Jessen, who has been working in ocean conservation for 25 years, says the progress that has been made by the government in the last year is unprecedented.
“I haven’t seen the level of activity and interest and commitment to this, ever,” she says. She remains cautious, however, about Canada’s reluctance to establish no-take zones, even in Marine Protected Areas.
“We aren’t doing enough in terms of having enough no-takes,” she says. “We do need to make sure we’re fully protecting areas of the marine environment.”
The goal of protecting 10 per cent of Canada’s oceans is just one of the 20 so-called Aichi Biodiversity Targets.

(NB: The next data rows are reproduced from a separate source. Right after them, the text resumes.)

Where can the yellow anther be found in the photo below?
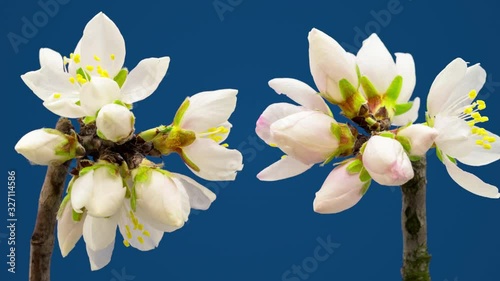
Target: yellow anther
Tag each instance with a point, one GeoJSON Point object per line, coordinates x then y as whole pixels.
{"type": "Point", "coordinates": [472, 94]}
{"type": "Point", "coordinates": [140, 239]}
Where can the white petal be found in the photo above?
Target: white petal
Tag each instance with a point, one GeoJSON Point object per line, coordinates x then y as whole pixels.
{"type": "Point", "coordinates": [443, 85]}
{"type": "Point", "coordinates": [408, 117]}
{"type": "Point", "coordinates": [406, 68]}
{"type": "Point", "coordinates": [271, 114]}
{"type": "Point", "coordinates": [376, 63]}
{"type": "Point", "coordinates": [45, 82]}
{"type": "Point", "coordinates": [478, 156]}
{"type": "Point", "coordinates": [98, 233]}
{"type": "Point", "coordinates": [101, 258]}
{"type": "Point", "coordinates": [469, 181]}
{"type": "Point", "coordinates": [300, 92]}
{"type": "Point", "coordinates": [81, 191]}
{"type": "Point", "coordinates": [284, 168]}
{"type": "Point", "coordinates": [97, 93]}
{"type": "Point", "coordinates": [51, 59]}
{"type": "Point", "coordinates": [143, 80]}
{"type": "Point", "coordinates": [102, 38]}
{"type": "Point", "coordinates": [214, 161]}
{"type": "Point", "coordinates": [209, 109]}
{"type": "Point", "coordinates": [200, 197]}
{"type": "Point", "coordinates": [68, 230]}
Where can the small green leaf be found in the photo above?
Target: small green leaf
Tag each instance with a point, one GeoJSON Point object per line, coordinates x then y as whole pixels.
{"type": "Point", "coordinates": [394, 89]}
{"type": "Point", "coordinates": [347, 90]}
{"type": "Point", "coordinates": [402, 108]}
{"type": "Point", "coordinates": [121, 77]}
{"type": "Point", "coordinates": [368, 88]}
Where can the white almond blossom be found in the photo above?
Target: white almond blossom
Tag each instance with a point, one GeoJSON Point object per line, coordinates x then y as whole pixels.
{"type": "Point", "coordinates": [452, 109]}
{"type": "Point", "coordinates": [100, 53]}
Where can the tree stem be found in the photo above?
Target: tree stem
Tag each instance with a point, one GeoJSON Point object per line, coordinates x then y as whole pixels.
{"type": "Point", "coordinates": [416, 258]}
{"type": "Point", "coordinates": [42, 240]}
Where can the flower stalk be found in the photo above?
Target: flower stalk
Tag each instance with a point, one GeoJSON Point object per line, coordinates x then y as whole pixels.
{"type": "Point", "coordinates": [416, 258]}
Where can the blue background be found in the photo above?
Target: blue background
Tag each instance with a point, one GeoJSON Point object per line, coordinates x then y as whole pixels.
{"type": "Point", "coordinates": [257, 230]}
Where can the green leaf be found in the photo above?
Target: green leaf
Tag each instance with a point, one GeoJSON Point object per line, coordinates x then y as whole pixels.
{"type": "Point", "coordinates": [394, 89]}
{"type": "Point", "coordinates": [355, 167]}
{"type": "Point", "coordinates": [402, 108]}
{"type": "Point", "coordinates": [121, 77]}
{"type": "Point", "coordinates": [368, 88]}
{"type": "Point", "coordinates": [347, 90]}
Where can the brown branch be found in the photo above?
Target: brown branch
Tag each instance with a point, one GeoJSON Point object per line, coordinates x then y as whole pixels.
{"type": "Point", "coordinates": [42, 240]}
{"type": "Point", "coordinates": [416, 258]}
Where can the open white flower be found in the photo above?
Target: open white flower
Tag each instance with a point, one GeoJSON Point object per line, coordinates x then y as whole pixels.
{"type": "Point", "coordinates": [453, 111]}
{"type": "Point", "coordinates": [99, 54]}
{"type": "Point", "coordinates": [386, 161]}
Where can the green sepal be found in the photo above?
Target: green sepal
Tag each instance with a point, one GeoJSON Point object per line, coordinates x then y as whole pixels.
{"type": "Point", "coordinates": [402, 108]}
{"type": "Point", "coordinates": [121, 77]}
{"type": "Point", "coordinates": [405, 142]}
{"type": "Point", "coordinates": [368, 87]}
{"type": "Point", "coordinates": [354, 167]}
{"type": "Point", "coordinates": [365, 187]}
{"type": "Point", "coordinates": [347, 90]}
{"type": "Point", "coordinates": [364, 175]}
{"type": "Point", "coordinates": [180, 112]}
{"type": "Point", "coordinates": [394, 89]}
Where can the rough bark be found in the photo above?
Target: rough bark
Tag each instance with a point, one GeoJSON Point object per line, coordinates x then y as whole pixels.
{"type": "Point", "coordinates": [42, 240]}
{"type": "Point", "coordinates": [416, 258]}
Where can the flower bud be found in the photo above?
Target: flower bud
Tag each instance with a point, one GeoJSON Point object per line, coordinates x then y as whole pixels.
{"type": "Point", "coordinates": [420, 137]}
{"type": "Point", "coordinates": [306, 136]}
{"type": "Point", "coordinates": [386, 161]}
{"type": "Point", "coordinates": [115, 123]}
{"type": "Point", "coordinates": [340, 191]}
{"type": "Point", "coordinates": [48, 146]}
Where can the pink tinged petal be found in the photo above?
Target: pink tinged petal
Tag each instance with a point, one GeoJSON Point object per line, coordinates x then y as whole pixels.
{"type": "Point", "coordinates": [51, 59]}
{"type": "Point", "coordinates": [97, 93]}
{"type": "Point", "coordinates": [405, 67]}
{"type": "Point", "coordinates": [474, 79]}
{"type": "Point", "coordinates": [209, 109]}
{"type": "Point", "coordinates": [454, 136]}
{"type": "Point", "coordinates": [300, 92]}
{"type": "Point", "coordinates": [81, 191]}
{"type": "Point", "coordinates": [284, 168]}
{"type": "Point", "coordinates": [339, 192]}
{"type": "Point", "coordinates": [408, 117]}
{"type": "Point", "coordinates": [102, 38]}
{"type": "Point", "coordinates": [68, 230]}
{"type": "Point", "coordinates": [306, 136]}
{"type": "Point", "coordinates": [214, 161]}
{"type": "Point", "coordinates": [478, 155]}
{"type": "Point", "coordinates": [329, 64]}
{"type": "Point", "coordinates": [46, 81]}
{"type": "Point", "coordinates": [101, 258]}
{"type": "Point", "coordinates": [143, 80]}
{"type": "Point", "coordinates": [98, 233]}
{"type": "Point", "coordinates": [271, 114]}
{"type": "Point", "coordinates": [387, 162]}
{"type": "Point", "coordinates": [376, 63]}
{"type": "Point", "coordinates": [470, 182]}
{"type": "Point", "coordinates": [444, 84]}
{"type": "Point", "coordinates": [200, 197]}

Woodley of the International Union for Conservation of Nature says the “ten per cent” marine protection goal — Target 11 — has taken up a lot of the attention while the other 19 remain relatively obscure.
“There’s lots of things that are important in those 20 Aichi targets,” he says. “Unfortunately there’s been way too much focus on Target 11.”
In August, DeSmog Canada reported that Canada is seriously behind the eight ball (and behind every other G7 country, for that matter) regarding another one of those targets, Number 1.
Woodley points out Target 3 — which recommends that harmful “incentives, including subsidies” be “eliminated, phased out or reformed” by 2020 — has been overlooked.
Progress on Target 3 would have huge consequences if it were pursued with as much enthusiasm as Target 11.
“Nobody has done a good job on that one,” Woodley says.